On fastAPI

2020-01-13

Whenever I wanted people to interface some module I wrote or let them do inference on a model I resorted to Flask. After all it is lightweight, widely used, well documented and there are gazillion tutorials that help you out on getting started, e.g. the famous Flask Mega Tutorial.

the right tool for the job

I didn’t know that I needed something else until somebody told me about fastAPI. See, you can build APIs with Flask, but it was not specifically intended with that task in mind, but with the ability to construct complex web applications. While that is not specifically excluding, there’s still that “right tool for the job” mentality that I want to keep in mind when I build things.

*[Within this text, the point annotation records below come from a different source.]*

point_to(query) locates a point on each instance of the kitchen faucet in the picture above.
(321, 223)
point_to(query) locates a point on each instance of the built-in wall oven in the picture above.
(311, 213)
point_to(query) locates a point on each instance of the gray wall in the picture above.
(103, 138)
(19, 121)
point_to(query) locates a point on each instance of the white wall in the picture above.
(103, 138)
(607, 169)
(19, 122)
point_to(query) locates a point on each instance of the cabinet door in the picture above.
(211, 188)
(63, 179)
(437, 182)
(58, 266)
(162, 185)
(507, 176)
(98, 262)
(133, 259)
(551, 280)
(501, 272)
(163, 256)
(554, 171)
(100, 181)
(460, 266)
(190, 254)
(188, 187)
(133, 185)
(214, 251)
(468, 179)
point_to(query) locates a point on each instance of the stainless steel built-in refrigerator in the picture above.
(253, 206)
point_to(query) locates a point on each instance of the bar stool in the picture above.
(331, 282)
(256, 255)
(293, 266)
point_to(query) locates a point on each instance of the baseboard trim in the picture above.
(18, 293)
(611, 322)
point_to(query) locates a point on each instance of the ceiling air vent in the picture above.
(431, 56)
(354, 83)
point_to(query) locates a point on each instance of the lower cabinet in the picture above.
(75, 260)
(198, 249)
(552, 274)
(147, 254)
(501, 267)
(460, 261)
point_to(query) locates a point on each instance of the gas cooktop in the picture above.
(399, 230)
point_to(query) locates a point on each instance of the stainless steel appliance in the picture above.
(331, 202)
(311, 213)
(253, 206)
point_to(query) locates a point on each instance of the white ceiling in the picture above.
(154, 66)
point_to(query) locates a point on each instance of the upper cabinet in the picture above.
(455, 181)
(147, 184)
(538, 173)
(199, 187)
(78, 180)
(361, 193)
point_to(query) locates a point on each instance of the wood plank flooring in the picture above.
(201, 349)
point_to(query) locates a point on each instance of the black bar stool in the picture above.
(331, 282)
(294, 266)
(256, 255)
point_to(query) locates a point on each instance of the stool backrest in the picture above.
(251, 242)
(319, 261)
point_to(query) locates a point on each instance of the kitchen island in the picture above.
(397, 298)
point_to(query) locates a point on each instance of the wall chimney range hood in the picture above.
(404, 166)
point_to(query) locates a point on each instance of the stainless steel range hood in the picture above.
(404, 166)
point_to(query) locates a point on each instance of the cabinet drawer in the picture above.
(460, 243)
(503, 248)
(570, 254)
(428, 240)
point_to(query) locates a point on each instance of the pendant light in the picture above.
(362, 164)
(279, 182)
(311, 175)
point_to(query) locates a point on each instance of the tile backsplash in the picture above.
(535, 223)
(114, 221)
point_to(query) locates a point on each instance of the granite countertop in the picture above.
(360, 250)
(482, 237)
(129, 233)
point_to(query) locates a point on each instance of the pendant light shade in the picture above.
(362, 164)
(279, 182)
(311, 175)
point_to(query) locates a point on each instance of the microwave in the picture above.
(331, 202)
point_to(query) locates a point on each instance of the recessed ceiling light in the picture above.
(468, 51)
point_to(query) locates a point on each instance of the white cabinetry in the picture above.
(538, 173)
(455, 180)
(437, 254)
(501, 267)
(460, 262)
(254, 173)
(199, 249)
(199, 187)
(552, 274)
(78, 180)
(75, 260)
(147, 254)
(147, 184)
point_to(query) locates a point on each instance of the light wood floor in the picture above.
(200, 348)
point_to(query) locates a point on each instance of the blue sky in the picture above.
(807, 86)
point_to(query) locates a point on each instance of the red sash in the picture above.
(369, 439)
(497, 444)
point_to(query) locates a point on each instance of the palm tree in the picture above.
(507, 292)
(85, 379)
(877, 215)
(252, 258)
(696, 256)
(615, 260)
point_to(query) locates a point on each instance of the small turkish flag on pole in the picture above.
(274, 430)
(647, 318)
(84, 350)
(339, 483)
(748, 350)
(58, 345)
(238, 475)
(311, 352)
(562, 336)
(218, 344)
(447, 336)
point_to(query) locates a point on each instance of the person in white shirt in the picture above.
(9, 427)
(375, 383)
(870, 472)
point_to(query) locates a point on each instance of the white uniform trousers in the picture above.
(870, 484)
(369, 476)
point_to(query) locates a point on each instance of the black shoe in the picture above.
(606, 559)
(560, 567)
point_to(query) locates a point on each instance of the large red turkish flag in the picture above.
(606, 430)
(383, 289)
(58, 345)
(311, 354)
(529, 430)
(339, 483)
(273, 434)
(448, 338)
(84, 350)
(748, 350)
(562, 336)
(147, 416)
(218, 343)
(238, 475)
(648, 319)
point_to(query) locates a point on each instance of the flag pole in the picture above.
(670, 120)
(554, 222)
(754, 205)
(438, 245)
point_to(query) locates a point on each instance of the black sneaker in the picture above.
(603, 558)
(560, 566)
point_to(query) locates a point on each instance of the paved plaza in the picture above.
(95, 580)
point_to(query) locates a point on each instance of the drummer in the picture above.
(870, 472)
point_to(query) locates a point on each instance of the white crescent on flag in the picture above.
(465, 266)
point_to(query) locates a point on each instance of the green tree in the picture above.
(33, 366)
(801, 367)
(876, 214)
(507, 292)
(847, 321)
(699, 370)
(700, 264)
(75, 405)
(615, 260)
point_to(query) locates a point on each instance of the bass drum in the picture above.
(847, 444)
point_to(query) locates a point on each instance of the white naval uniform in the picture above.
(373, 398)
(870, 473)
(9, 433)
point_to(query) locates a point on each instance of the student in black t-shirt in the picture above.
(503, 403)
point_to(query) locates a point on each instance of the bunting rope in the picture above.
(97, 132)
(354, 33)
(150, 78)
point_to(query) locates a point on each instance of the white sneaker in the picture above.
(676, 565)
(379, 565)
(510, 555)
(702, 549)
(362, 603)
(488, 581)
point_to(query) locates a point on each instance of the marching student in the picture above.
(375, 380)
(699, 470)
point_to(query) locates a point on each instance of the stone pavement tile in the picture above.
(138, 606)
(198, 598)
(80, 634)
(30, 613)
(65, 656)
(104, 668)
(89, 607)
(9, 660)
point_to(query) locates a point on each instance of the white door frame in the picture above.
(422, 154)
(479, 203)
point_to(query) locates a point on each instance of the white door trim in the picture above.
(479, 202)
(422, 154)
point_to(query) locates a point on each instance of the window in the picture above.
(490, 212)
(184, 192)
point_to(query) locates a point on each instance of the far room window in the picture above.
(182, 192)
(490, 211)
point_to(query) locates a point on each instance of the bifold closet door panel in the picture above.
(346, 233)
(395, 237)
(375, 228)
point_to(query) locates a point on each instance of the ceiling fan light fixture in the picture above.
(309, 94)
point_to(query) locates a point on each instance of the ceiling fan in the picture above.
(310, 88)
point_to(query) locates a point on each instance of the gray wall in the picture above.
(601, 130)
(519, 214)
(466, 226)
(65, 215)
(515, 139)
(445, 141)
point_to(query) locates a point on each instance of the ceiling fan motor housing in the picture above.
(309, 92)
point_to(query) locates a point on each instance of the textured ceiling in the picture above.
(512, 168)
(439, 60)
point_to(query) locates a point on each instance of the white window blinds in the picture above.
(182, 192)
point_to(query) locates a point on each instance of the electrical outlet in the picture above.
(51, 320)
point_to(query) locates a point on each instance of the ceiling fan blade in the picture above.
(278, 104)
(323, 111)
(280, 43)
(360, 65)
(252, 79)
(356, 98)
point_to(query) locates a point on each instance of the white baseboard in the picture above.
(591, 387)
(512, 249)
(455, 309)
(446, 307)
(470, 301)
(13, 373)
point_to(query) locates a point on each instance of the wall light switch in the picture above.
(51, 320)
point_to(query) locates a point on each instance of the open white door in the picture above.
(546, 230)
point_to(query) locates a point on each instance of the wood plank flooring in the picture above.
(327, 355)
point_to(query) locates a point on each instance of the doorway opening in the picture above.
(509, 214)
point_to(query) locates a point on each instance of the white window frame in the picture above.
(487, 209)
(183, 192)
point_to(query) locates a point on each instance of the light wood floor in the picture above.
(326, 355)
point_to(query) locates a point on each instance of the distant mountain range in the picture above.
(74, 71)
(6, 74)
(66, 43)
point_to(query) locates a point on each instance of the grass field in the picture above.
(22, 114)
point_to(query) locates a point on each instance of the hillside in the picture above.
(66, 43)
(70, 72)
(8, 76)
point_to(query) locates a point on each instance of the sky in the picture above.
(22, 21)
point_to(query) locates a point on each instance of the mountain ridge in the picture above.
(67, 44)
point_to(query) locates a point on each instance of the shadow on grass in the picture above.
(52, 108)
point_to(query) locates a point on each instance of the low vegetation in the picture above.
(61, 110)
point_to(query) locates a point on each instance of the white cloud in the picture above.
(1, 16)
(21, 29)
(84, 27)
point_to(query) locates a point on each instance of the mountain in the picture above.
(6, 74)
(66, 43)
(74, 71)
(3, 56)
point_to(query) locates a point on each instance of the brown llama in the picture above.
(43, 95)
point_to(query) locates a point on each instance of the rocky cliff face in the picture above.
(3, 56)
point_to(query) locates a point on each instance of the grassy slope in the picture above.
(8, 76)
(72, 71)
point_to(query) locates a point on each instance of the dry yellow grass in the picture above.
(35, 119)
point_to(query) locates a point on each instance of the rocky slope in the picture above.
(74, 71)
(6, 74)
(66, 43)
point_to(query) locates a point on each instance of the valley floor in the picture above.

things I like about fastAPI

I’m not one to tell you about the nitty-gritty details of both frameworks, and this is certainly not a Flask vs fastAPI discussion. I let other people talk about the differences between all of those available frameworks. One example would be a great talk by Chris Withers. What I can do, however, is tell you what I like about fastAPI, you take a look at it and decide for yourself.

  • documentation:
    I kind of judge documentation by the times I have to look up things outside of the actual documentation. In this case, it was (almost) none. fastAPI has an outstanding documentation with a great tutorial section that gets you started in no-time. Once you got started, it holds a section for everything you would love to do a deep-dive on.

  • it’s fast:
    It’s fast to code, and fast. Not that I will come anywhere close to fully notice it, but it is good to use something that has the potential to compete with APIs written with Go or nodeJS.

  • typing:
    fastAPI uses pydantic for data validation, so all I do is declare input and/or output models and fastAPI validates the data, converts the output to the type declaration of the models, adds a JSON schema in the OpenAPI path operation and uses the models as an input for the documentation. In the case of the output (response_model) fastAPI will also make sure to limit the output data to what is declared in the model.

  • automatic interactive documentation:
    Writing documentation for your API is a no-brainer. In Flask I would build my API and at the very least document, the endpoints my API provides, the example input parameters and some example output that is to be expected. Now, that’s two steps at least - build, document. With fastAPI, I build my API and the documentation is built automatically from the routes, python typing and the input/output models you define.

  • SwaggerUI All of this comes with the interactive Swagger UI that you can only love. I don’t have to build a frontend to work with my API, I can just spin up a local uvicorn server with my fastAPI application and it’s automagically generated Swagger UI and I can interact with all endpoints of my application. Awesome, to say the least.

Now that’s my two cents on fastAPI, just give it a try in your next project and follow in the footsteps of other adopters.